Пора чудес — страница 8 из 33

Весна, однако, принадлежала Терезе. Ее лицо вечерами, подле камина, платье до пят, — она была воплощением религиозного чувства, принявшего образ женщины. Мама не отходила от нее ни на шаг. Про свое санаторное житье она не рассказывала ничего, но все ее движения, широкие, исполненные благородства, вызывали ассоциации с вечерним ветром, высокими деревьями и жизнью, стремящейся к отрешенности. Тихая эта прелесть и нас заворожила. Просторные комнаты жадно ловили солнечный свет. На балкон вынесли два цветастых тента; и, хотя прислуги в то время у нас не было, к ужину обильно подавалась зелень.

И ночи словно очистились от мелких печалей. Речь отца захлестнула меня трезвыми, совершенно понятными словами, вроде таких: ”Давай-ка, возьмемся вместе за угловой столик и вынесем его на балкон. Весною небо нас не обманет”. Или мама предлагала вынести и соломенные кресла, но при этом — с той нерешительностью, с какой она высказывалась всегда, словно из-за некоего пробела в воспитании. На миг эта небольшая перестановка мебели приблизила к аромату старого ритуала, позабытого нами и теперь как бы в миниатюре возрожденного.

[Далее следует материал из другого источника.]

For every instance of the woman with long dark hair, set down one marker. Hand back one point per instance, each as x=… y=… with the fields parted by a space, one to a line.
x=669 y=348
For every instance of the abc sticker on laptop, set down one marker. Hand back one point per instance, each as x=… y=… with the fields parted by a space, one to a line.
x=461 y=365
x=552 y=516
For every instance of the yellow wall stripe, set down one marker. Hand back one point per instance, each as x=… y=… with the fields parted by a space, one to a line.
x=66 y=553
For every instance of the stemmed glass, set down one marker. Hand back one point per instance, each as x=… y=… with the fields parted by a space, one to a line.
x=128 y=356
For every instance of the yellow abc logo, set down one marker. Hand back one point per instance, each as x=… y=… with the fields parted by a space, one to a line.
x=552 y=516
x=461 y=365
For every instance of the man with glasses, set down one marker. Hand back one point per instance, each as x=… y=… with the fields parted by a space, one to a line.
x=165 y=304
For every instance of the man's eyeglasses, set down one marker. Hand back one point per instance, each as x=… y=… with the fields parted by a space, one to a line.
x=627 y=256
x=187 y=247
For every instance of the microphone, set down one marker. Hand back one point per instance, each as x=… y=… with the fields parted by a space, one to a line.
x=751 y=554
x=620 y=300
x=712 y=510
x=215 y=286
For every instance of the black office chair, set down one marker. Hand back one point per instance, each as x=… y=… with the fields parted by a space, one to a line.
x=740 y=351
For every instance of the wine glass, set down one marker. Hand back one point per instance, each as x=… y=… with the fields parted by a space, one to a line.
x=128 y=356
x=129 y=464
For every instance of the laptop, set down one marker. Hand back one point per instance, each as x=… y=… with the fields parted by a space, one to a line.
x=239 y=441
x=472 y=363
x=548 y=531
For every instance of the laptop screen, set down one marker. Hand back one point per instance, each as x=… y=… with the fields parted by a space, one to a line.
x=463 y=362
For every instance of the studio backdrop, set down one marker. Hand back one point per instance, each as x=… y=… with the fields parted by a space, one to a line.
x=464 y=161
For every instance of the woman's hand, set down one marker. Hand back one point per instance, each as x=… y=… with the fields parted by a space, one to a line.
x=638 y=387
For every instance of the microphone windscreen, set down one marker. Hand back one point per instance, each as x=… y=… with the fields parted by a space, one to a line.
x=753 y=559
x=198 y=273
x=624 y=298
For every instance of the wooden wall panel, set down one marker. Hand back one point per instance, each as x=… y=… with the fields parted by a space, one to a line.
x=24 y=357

Лето подошло, и на лице Терезы нельзя было заметить ничего, что могло бы дать повод для опасений и тревог. В своем узком летнем жакете она снова выглядела как студентка, в движениях которой чуть сказывается утомление от учебы. А я — мои занятия в школе кончились. Время выезжать. Эта милая переходная пора с ее непременными приготовлениями была на сей раз особенно праздничной. Тереза цвела тишайшим цветением, вызывавшим мысль об укромных местах, где, как видно, она и побывала. Приобретенная там безмятежность не сходила с ее лба и когда она смеялась. И вдруг, — мы тогда уже находились на природе, на пьянящем свету, плыли по реке, предаваясь солнцу, — на лице Терезы проступила та самая бледность тайной снедающей страсти, разливаясь, поползла на шею и до самых ее тонких пальцев. А после — то же молчание, похожее на сон наяву.

Мы остолбенели, как если бы увидели перед собой самое жуть. Мама упала на колени и взмолилась, сжимая Терезе руки: ”Ну, что случилось? Что случилось?!” И, после того, как все речи оказались бесполезны, отец отправился к рассчетной стойке и зашептался с главным официантом. Вид у отца был панический. С заднего, темного крыльца мы спустились в померкший день.

На станцию мы добрались к ночи. Оказалось, что переменили расписание и мы опоздали на экспресс. Осталось дожидаться следующего в узкой полоске яркого света и клубящегося в нем пара. Теперь я увидел: под дырявыми навесами висят черные от копоти баки и от них исходит противное жужжание.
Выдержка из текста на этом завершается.